Bonjour Amélie, ravie de te retrouver dans Inspire Afrika Magazine ! (Lire notre première interview avec Amélie dans le numéro 21 du magazine, ndlr) Tu viens de publier ton premier livre, Génération TikTok, un eldorado pour les marques, aux éditions Dunod. A quoi faut-il s’attendre exactement quand on achète ce livre ? Ce livre s’adresse en premier lieu personnes qui veulent connaître le fonctionnement de l’application, mais aussi approfondir leurs connaissances sur l’écosystème numérique actuel opposant les GAFAM et les BATX . Tout lecteur qui souhaite connaître l’histoire et l’origine de l’application chinoise est bienvenu. C’est aussi un ouvrage à destination des personnes ayant envie de se cultiver sur l’économique du numérique tout simplement.

Pourquoi as-tu décidé d’écrire ce livre.
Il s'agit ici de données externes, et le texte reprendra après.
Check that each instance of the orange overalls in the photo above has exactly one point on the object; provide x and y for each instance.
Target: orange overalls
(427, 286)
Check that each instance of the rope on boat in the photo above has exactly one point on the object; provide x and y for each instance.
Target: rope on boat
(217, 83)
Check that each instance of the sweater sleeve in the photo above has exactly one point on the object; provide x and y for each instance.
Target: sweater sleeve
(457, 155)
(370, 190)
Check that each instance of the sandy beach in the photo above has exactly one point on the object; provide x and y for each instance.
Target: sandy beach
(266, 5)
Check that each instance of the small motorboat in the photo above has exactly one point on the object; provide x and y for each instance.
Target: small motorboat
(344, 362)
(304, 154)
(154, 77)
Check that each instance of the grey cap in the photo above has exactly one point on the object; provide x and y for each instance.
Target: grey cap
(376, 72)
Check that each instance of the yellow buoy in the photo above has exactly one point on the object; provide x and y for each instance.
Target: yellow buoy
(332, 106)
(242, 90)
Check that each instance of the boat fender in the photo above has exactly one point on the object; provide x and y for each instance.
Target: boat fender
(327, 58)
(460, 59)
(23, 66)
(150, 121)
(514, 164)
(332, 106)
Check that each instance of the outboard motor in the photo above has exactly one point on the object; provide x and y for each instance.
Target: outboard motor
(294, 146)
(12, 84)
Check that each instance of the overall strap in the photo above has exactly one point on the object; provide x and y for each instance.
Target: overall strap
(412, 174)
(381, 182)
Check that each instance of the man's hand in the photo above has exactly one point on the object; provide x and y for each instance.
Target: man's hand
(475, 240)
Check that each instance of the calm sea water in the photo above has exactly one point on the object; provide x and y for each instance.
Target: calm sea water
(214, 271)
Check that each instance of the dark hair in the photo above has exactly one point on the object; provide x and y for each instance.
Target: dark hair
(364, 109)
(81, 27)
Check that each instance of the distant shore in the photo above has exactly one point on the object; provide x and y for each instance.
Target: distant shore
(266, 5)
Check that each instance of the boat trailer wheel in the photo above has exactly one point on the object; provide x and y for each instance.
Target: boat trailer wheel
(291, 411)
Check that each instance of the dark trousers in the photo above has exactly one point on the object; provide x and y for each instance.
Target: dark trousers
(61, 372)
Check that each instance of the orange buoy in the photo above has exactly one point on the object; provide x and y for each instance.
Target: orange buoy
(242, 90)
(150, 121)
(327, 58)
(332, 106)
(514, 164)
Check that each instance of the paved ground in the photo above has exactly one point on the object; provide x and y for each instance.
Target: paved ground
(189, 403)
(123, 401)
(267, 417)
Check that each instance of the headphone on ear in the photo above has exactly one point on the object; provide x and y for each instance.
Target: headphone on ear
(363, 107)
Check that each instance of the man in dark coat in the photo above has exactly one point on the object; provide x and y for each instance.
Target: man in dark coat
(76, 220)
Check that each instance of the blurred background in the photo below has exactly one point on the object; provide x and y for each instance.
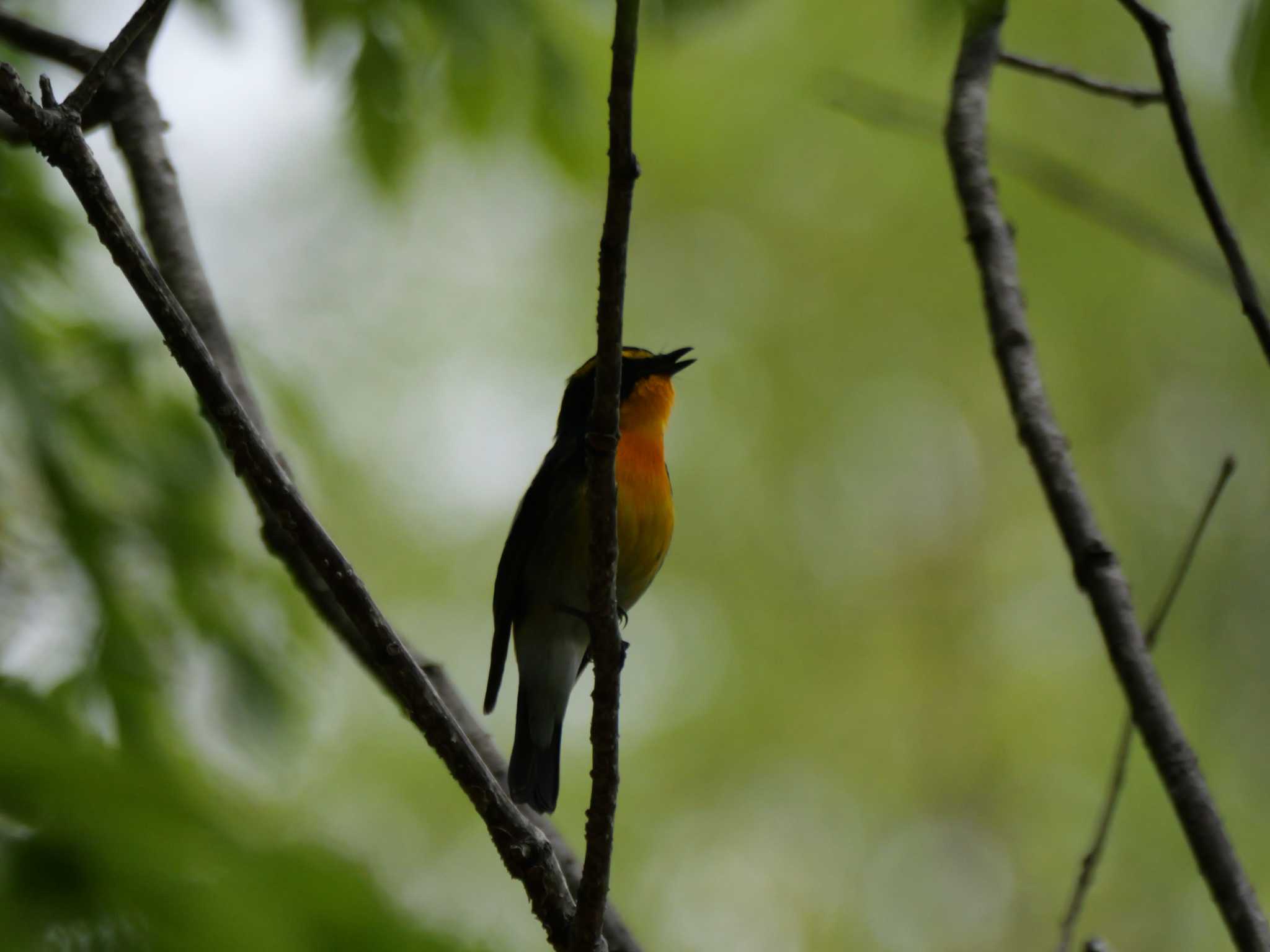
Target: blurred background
(865, 706)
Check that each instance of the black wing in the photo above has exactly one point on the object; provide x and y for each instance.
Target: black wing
(527, 527)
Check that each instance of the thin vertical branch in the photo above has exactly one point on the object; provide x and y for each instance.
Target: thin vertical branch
(139, 130)
(525, 851)
(602, 487)
(82, 95)
(1156, 31)
(1098, 571)
(1121, 760)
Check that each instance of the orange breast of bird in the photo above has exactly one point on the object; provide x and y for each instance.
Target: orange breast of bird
(646, 509)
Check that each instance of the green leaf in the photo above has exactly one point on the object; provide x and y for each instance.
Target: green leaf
(1253, 63)
(385, 112)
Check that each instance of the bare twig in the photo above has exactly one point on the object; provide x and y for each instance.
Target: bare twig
(1135, 95)
(1095, 565)
(523, 850)
(83, 94)
(51, 46)
(895, 111)
(1156, 32)
(602, 489)
(1121, 762)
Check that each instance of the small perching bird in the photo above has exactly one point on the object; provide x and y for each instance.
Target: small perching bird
(540, 594)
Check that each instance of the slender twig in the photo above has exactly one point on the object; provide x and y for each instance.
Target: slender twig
(602, 488)
(83, 94)
(895, 111)
(139, 130)
(525, 851)
(51, 46)
(1156, 31)
(1121, 762)
(1098, 571)
(1135, 95)
(616, 932)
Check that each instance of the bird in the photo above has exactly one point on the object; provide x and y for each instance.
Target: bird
(540, 592)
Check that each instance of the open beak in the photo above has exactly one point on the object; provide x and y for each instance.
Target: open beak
(672, 362)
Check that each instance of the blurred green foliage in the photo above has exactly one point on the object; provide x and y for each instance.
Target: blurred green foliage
(865, 707)
(1253, 64)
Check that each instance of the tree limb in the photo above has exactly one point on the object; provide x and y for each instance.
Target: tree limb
(1156, 32)
(82, 95)
(139, 130)
(1135, 95)
(1067, 184)
(523, 850)
(1096, 568)
(602, 488)
(1121, 760)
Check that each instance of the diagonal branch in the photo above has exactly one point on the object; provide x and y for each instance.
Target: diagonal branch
(1156, 32)
(1135, 95)
(895, 111)
(83, 94)
(523, 850)
(602, 488)
(1121, 760)
(139, 130)
(1098, 571)
(51, 46)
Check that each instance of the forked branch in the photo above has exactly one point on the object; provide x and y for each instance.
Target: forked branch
(1098, 571)
(1121, 760)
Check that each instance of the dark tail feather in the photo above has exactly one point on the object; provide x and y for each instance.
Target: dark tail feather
(534, 775)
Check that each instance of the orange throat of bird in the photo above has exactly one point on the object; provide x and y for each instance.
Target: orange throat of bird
(643, 425)
(646, 511)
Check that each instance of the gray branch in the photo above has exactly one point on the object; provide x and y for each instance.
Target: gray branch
(1098, 571)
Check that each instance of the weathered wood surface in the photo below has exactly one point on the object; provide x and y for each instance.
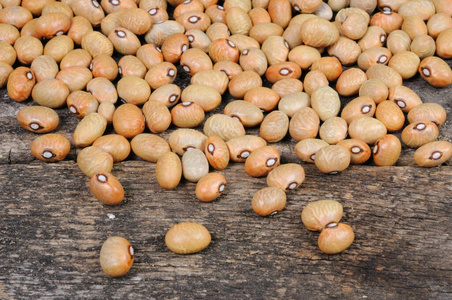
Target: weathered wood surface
(52, 228)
Quel a été l’élément déclencheur ? Une rencontre parfaite avec l’éditeur et le timing dans lequel je m’inscrivais sur le plan professionnel. J’ai longtemps éduqué les marques à l’usage de la plateforme au sein de l’agence pour laquelle je travaillais. Très tôt, j’ai contacté l’un des premiers salariés en Europe à venir présenter TikTok au sein de l’agence, et ça m’a tout de suite donnée envie de comprendre comment l’application fonctionnait. À l’époque le seul bureau d’Europe était à Londres, c’est dire. J’ai vraiment assisté à l’expansion du réseau social à l’échelle du monde. J’en parle dans le livre et c’est ce qui est intéressant à analyser dans les prémices de son histoire.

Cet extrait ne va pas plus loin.